Я приходил в больницу каждый вечер — заканчивал работу в шесть, забегал на квартиру, чтобы побриться и переодеться, а потом шел пешком десять кварталов на север, задерживаясь по пути лишь для того, чтобы съесть большую порцию салата и выпить две чашки кофе в греческом кафе напротив входа в отделение «Скорой помощи». Я сидел у его кровати, мерцающий свет от экрана беззвучно работавшего телевизора озарял наши лица, городские звуки, доносившиеся снизу, с улицы, сливались с попискиванием и гулом мониторов, подключенных к его телу. В иные ночи по моим щекам текли слезы, потому что я воочию видел, как жизнь покидает его такое сильное когда–то тело. А в другие ночи на меня накатывали волны гнева, порожденные воспоминаниями о том ужасном зле, которое он обрушивал на тех, кто осмеливался встать у него на дороге.
Насколько мне было известно, никого, кроме меня, не интересовало, жив он или умер. Лежавший в этой кровати перенес один из самых тяжелых ударов, какие способна наносить судьба: он пережил всех своих врагов и друзей. Дети от случая к случаю навещали его (вернее, заглядывали), но их больше интересовал тот золотой дождь, который должен был пролиться на них после его смерти, нежели последние дни их отца. Все они смотрели на меня с крайним недоверием, считали мою близость с их отцом подозрительной, завидовали тому, что я провел рядом с ним столько времени, и пытались угадать, почему он выбрал именно меня поверенным своих тайн. У него были две дочери и сын — все уже зрелые семейные люди. Они росли, не зная никаких финансовых затруднений, но надежная рука их отца и его своеобычная любовь давно уже оказались забыты, вытесненные из их жизни комфортабельными жилищами в пригородах, обучением в частных школах, поездками в европейские страны и заботами о том, как сократить налоговые платежи.
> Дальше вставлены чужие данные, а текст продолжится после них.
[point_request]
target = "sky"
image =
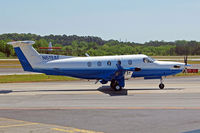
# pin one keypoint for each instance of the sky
(126, 20)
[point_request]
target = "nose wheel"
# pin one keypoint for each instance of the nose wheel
(115, 85)
(161, 85)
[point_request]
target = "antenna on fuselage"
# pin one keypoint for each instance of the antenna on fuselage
(86, 54)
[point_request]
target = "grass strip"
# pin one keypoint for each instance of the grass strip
(33, 78)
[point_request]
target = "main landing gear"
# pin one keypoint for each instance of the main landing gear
(161, 85)
(115, 85)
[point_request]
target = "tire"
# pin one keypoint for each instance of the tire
(115, 85)
(112, 84)
(161, 86)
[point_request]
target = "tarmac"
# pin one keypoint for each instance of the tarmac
(85, 107)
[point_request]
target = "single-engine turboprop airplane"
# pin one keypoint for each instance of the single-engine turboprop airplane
(102, 68)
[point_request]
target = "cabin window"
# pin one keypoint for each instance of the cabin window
(130, 62)
(99, 63)
(109, 63)
(89, 64)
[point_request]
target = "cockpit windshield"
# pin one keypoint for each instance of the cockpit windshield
(148, 60)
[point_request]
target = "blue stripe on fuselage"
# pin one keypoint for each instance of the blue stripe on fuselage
(156, 72)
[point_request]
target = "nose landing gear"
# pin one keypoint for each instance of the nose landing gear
(161, 85)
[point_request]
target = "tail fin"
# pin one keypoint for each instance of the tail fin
(27, 55)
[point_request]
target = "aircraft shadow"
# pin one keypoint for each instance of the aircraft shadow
(103, 89)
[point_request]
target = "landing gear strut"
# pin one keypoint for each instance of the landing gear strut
(115, 85)
(161, 85)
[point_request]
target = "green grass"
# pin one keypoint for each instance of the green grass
(46, 78)
(33, 78)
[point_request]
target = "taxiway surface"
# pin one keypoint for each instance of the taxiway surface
(82, 106)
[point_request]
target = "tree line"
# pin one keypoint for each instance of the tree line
(79, 45)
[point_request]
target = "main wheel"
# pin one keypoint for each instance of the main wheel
(161, 86)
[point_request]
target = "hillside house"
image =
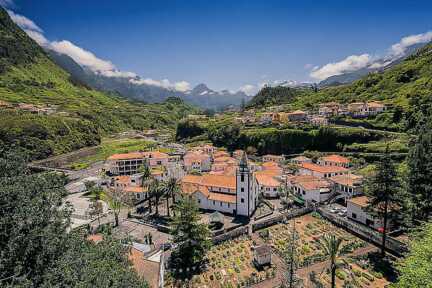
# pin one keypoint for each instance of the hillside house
(357, 210)
(310, 188)
(297, 116)
(321, 171)
(334, 160)
(197, 161)
(130, 163)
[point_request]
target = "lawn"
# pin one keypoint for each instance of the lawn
(229, 265)
(113, 146)
(309, 231)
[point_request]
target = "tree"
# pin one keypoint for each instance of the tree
(37, 247)
(382, 192)
(331, 247)
(115, 202)
(420, 177)
(191, 239)
(291, 280)
(172, 189)
(156, 190)
(415, 269)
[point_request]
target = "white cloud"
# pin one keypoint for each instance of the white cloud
(24, 22)
(356, 62)
(349, 64)
(81, 56)
(249, 89)
(7, 3)
(38, 37)
(181, 86)
(399, 49)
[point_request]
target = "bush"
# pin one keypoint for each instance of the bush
(341, 274)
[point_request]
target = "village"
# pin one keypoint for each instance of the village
(251, 203)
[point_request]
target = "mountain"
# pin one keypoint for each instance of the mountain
(130, 87)
(205, 97)
(79, 116)
(406, 84)
(376, 66)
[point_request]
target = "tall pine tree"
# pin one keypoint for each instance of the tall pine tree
(419, 190)
(383, 191)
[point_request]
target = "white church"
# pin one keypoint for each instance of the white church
(227, 194)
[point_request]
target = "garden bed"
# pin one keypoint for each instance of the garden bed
(230, 264)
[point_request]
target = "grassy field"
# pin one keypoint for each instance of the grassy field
(113, 146)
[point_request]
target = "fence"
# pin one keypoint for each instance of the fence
(392, 245)
(279, 218)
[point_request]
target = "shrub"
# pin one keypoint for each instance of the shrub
(341, 274)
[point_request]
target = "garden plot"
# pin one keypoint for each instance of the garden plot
(230, 264)
(309, 231)
(354, 272)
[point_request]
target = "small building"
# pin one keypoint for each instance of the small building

У них было очень мало совместных воспоминаний, которые теперь могли бы объединить их, и в эти последние дни им оставалось лишь сидеть у кровати, смотреть на лежавшего без сознания отца и уходить, отбыв рядом с ним требующееся по правилам приличия время.
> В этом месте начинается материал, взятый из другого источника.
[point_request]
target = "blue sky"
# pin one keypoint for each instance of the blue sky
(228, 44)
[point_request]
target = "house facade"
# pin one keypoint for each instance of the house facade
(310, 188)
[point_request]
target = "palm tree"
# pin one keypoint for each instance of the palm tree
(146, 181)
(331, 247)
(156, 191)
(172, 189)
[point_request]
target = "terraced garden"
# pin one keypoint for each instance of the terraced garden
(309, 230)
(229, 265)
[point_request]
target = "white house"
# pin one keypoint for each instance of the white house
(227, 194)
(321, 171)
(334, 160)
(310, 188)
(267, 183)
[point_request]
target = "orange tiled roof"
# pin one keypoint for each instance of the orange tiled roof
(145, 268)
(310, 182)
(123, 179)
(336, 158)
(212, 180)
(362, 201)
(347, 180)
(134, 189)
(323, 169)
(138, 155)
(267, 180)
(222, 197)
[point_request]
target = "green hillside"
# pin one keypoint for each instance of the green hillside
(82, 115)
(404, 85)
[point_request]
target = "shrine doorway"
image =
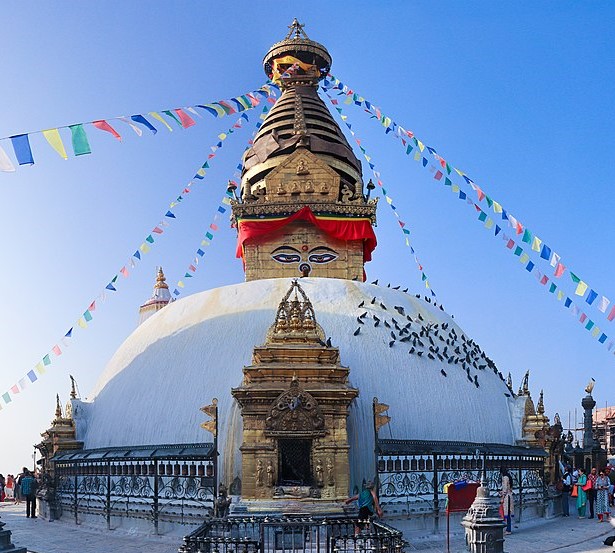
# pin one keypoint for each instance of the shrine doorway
(295, 467)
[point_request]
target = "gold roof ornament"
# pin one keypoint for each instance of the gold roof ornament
(295, 320)
(160, 280)
(300, 156)
(540, 408)
(58, 407)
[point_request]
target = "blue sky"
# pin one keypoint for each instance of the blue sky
(518, 95)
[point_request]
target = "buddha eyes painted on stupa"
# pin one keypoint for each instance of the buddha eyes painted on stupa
(318, 255)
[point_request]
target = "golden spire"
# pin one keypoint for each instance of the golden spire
(58, 407)
(73, 391)
(541, 406)
(160, 280)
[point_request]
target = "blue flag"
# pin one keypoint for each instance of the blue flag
(143, 121)
(23, 152)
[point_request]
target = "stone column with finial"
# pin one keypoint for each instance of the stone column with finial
(6, 546)
(588, 403)
(484, 528)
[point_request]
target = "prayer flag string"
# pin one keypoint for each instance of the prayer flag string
(445, 172)
(213, 227)
(88, 315)
(387, 197)
(79, 140)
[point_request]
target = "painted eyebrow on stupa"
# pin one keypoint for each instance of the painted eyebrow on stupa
(322, 249)
(280, 248)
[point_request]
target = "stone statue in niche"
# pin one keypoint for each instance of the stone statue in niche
(346, 194)
(260, 193)
(269, 474)
(318, 472)
(259, 473)
(302, 168)
(330, 475)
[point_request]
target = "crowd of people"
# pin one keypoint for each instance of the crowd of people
(20, 488)
(593, 492)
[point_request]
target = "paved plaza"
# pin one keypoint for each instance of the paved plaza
(39, 536)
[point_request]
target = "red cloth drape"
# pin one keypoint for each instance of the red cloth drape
(342, 229)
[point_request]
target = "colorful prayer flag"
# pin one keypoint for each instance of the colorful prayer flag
(186, 120)
(21, 147)
(158, 117)
(104, 126)
(6, 164)
(140, 119)
(52, 136)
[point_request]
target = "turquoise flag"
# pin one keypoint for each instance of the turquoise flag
(81, 145)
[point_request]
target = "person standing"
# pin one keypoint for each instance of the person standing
(10, 487)
(368, 503)
(566, 489)
(603, 509)
(508, 502)
(591, 492)
(18, 496)
(581, 495)
(28, 490)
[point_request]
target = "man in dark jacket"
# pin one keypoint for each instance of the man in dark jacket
(28, 490)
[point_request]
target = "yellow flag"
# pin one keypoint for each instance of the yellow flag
(159, 118)
(55, 141)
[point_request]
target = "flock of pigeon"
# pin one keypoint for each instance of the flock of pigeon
(435, 341)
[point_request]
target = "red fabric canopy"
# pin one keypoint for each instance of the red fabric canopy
(342, 228)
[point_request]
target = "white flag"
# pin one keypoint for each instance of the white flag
(604, 303)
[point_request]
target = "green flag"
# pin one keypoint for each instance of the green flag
(81, 145)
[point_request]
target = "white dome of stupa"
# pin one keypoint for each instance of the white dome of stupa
(195, 349)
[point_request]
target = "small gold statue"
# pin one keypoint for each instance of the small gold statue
(590, 387)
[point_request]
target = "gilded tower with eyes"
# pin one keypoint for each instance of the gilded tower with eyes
(302, 209)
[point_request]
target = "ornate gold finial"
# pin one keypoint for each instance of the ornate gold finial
(540, 408)
(590, 387)
(524, 389)
(296, 28)
(160, 280)
(295, 318)
(58, 407)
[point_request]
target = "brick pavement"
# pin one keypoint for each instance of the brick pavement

Мы раскланивались, но не говорили друг другу ни слова. Наша единственная точка соприкосновения неподвижно лежала в кровати, которая разделяла нас, словно стена. Этот прямоугольник казался широким и холодным, как река; дело было в том, что одного и того же человека мы знали совершенно с разных сторон. Я не раз задумывался, каково это — быть ими, знать то, что они знали, и чувствовать то, что они чувствовали. Они боялись прикасаться к нему, тем более обнимать его, и не могли выдавить ни слезинки при мысли о его неизбежной смерти. Такая жизнь давалась непросто, и последствия этой непростоты читались на их лицах, когда они неподвижно, словно каменные, сидели рядом с отцом, которого им никогда не позволяли любить.
С их точки зрения, его смерть недопустимо медлила.
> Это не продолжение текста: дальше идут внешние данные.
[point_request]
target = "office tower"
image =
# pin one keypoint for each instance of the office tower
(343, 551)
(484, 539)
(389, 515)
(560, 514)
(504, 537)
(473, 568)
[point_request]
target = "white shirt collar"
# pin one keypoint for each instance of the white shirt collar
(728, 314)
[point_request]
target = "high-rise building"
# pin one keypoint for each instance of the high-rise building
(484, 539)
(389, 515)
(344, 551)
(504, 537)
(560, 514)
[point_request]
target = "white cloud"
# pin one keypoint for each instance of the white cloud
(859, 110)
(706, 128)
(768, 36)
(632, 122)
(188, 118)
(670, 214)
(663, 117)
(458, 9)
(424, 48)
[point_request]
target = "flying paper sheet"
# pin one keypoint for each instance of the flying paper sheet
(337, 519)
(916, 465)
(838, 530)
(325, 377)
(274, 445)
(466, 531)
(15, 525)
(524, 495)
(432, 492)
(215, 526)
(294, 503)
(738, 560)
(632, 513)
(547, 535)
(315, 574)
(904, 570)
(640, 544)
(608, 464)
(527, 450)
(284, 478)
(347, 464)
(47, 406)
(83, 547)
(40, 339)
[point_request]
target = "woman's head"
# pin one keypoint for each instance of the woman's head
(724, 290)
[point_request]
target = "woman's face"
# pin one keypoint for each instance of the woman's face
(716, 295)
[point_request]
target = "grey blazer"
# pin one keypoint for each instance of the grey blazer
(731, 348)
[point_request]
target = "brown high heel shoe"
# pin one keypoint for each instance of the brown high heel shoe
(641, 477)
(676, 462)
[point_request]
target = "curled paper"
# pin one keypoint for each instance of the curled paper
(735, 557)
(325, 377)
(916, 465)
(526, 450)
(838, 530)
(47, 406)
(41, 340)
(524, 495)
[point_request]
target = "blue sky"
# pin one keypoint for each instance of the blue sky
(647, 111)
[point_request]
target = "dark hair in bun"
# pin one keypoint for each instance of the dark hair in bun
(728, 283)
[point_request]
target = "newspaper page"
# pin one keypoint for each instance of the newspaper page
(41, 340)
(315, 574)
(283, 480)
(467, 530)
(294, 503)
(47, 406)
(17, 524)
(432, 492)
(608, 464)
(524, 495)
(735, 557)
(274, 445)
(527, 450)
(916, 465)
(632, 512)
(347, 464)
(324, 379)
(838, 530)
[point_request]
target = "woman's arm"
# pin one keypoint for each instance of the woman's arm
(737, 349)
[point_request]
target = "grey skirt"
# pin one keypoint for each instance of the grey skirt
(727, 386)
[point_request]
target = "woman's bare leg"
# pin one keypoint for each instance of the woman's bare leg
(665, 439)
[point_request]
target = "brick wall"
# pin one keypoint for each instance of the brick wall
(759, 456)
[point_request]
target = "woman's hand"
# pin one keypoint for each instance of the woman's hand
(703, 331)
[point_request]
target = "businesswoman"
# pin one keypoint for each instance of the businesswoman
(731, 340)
Это случилось в конце четвертой недели. Я шел по больничному коридору, держа в правой руке чашку с горячим кофе. Ставшие уже совсем привычными звуки, сопровождавшие ночную жизнь больницы, сливались для меня в неощутимый белый шум. За спиной звякнул остановившийся на этаже лифт. Я обернулся и увидел вывалившегося из кабины Дэвида, сына старика. Его голова и плечи промокли под шедшим снаружи сильным дождем.